But a Georgia federal judge denied Gay’s petition for protection in 2013 because she failed to pay the court’s administrative costs of $306.

And Gay said ‘No’ when asked if she registered a business within four years of filing for bankruptcy in 2016, the documents show – but Georgia state records show that in October 2015 , she founded The Amplifiers, a public relations and consulting firm.

Gay was able to get most of his debts “cancelled” in 2017, according to bankruptcy records, although it’s unclear on what terms.

BLM co-founder Patrisse Cullors announced in May 2021 that she was stepping down as the group's executive director.
BLM co-founder Patrisse Cullors announced in May 2021 that she was stepping down as the group’s executive director.
Taylor Jewell/Invision/AP

Leader has spent more than 20 years advising nonprofits, she says LinkedIn Profilewho claims she is “competent in making grants” for charities.

His hiring comes as BLM faces the heat of its spending.

The organization’s latest federal tax return showed it splurged on luxury homes, buying two sprawling mansions, in Los Angeles and Toronto, for about $12 million in total, while doling out lots of money to family members of a co-founder.

The group currently has more than $43 million in assets, according to its fiscal 2020 filing, which covers July 1, 2020 to June 30, 2021.

The BLM organization faces the heat of spending.
The BLM organization faces the heat of spending.
Getty Images

“No one expected the foundation to grow at this rate and scale,” Gay said in a statement earlier this month.

“Now we are taking the time to build an effective infrastructure to run the largest black, abolitionist philanthropic organization that has ever existed in the United States.”

Gay, who is one of three new board members, is also a partner in Atlanta-based consulting firm The Media Brand, which she incorporated with a partner in 2020, according to company records. State of Georgia.

BLM's latest federal tax return showed it splurged on luxury homes while doling out big bucks to a co-founder's family members.
BLM’s latest federal tax return showed it splurged on luxury homes while doling out big bucks to a co-founder’s family members.
PA

She does not list the company on her LinkedIn page.

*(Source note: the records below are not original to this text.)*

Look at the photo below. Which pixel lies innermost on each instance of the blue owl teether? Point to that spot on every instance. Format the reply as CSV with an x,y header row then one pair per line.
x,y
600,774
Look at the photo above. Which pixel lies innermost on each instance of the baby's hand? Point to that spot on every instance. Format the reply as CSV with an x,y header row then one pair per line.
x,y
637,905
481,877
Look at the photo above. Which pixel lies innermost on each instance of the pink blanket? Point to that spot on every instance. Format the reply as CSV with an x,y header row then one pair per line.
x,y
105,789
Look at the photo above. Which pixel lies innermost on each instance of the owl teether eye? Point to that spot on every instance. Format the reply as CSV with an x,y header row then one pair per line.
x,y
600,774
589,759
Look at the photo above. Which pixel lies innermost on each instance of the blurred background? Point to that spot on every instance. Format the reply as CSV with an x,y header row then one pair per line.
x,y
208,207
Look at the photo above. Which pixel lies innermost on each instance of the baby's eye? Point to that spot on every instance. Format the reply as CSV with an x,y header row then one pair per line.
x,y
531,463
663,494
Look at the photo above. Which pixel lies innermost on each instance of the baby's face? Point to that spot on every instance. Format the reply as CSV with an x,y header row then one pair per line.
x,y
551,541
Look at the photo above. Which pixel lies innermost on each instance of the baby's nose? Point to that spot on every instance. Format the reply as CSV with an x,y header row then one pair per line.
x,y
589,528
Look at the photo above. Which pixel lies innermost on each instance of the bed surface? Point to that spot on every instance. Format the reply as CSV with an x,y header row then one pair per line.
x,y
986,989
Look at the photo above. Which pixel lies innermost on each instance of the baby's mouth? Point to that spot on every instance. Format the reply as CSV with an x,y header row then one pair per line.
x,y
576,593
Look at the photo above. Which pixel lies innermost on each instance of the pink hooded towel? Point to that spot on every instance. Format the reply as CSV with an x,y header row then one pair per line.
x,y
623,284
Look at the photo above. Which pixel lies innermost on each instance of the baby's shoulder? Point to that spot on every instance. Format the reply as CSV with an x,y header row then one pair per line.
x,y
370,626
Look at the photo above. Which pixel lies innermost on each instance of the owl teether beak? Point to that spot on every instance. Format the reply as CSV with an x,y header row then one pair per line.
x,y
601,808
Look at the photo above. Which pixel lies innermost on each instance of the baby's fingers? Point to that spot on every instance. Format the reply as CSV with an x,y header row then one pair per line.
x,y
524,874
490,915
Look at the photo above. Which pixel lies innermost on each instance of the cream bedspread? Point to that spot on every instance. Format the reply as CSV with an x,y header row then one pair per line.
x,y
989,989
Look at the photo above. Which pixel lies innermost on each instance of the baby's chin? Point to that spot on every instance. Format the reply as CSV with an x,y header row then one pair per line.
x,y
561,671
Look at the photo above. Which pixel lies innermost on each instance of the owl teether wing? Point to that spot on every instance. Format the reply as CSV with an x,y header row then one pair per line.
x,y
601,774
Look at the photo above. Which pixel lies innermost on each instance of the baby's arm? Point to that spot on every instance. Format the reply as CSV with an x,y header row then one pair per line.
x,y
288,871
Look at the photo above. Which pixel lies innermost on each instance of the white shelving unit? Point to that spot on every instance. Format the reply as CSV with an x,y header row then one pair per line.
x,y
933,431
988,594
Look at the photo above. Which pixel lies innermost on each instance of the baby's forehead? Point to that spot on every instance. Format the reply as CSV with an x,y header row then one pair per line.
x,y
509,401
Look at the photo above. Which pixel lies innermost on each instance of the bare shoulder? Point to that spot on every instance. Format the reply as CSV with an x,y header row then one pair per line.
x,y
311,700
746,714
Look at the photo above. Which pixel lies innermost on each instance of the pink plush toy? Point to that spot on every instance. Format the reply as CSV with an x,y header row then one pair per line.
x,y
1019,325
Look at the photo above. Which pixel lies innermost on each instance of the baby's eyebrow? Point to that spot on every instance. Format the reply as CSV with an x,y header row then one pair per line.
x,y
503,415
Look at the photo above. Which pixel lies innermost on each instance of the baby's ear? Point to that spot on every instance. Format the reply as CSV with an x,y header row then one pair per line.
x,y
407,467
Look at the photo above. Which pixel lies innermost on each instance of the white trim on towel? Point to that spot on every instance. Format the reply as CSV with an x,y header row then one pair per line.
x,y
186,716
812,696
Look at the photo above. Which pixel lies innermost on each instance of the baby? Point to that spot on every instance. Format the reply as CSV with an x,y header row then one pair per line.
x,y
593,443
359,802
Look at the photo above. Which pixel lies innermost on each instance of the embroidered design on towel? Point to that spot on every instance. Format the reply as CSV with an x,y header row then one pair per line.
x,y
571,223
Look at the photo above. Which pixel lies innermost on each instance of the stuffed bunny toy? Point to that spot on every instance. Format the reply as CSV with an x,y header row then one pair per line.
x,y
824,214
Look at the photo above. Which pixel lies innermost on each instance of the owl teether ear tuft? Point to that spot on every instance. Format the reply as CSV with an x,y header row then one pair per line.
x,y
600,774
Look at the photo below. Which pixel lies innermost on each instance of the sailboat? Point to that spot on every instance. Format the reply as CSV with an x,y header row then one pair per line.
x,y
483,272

Gay, named one of Georgia’s 40 Entrepreneurs Under 40 in 2017, has worked for the NAACP legal and educational fund and The Amplifiers, among other companies, the page says. The amplifiers were “disbanded” on August 24, 2017, according to state records.

BLM did not respond to emails seeking comment.

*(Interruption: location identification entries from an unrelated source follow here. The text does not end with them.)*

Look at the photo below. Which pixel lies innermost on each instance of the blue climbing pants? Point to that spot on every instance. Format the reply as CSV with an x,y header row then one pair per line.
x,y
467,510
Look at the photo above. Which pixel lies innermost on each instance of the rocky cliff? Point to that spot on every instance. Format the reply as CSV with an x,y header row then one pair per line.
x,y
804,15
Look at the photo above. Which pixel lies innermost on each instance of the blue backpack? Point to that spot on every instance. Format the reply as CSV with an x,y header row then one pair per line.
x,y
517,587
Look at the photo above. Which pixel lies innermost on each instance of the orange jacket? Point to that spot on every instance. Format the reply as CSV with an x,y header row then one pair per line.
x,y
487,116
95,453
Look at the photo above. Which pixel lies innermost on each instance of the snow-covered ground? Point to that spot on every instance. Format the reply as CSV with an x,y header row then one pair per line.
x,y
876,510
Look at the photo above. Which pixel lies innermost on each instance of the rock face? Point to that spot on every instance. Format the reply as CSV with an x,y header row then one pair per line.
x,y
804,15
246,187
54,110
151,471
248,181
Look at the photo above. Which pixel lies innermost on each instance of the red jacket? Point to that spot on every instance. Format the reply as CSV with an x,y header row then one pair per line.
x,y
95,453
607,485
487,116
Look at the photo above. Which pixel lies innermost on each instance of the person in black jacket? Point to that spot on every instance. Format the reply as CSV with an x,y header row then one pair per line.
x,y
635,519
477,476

“I’m so proud of the work I’ve done to support my kids and build a better life for them as a single mom,” Gay said in a written statement after The Post asked for comment.

“In addition to engaging in a thorough vetting process, the Foundation has recognized that I not only bring 20 years of deep professional experience in the nonprofit field to the board, but I also bring personal experiences that reflect those of the people we try to serve. This is the work of the foundation – to remove systemic barriers to a full life by providing the information, tools and support necessary for black people to thrive .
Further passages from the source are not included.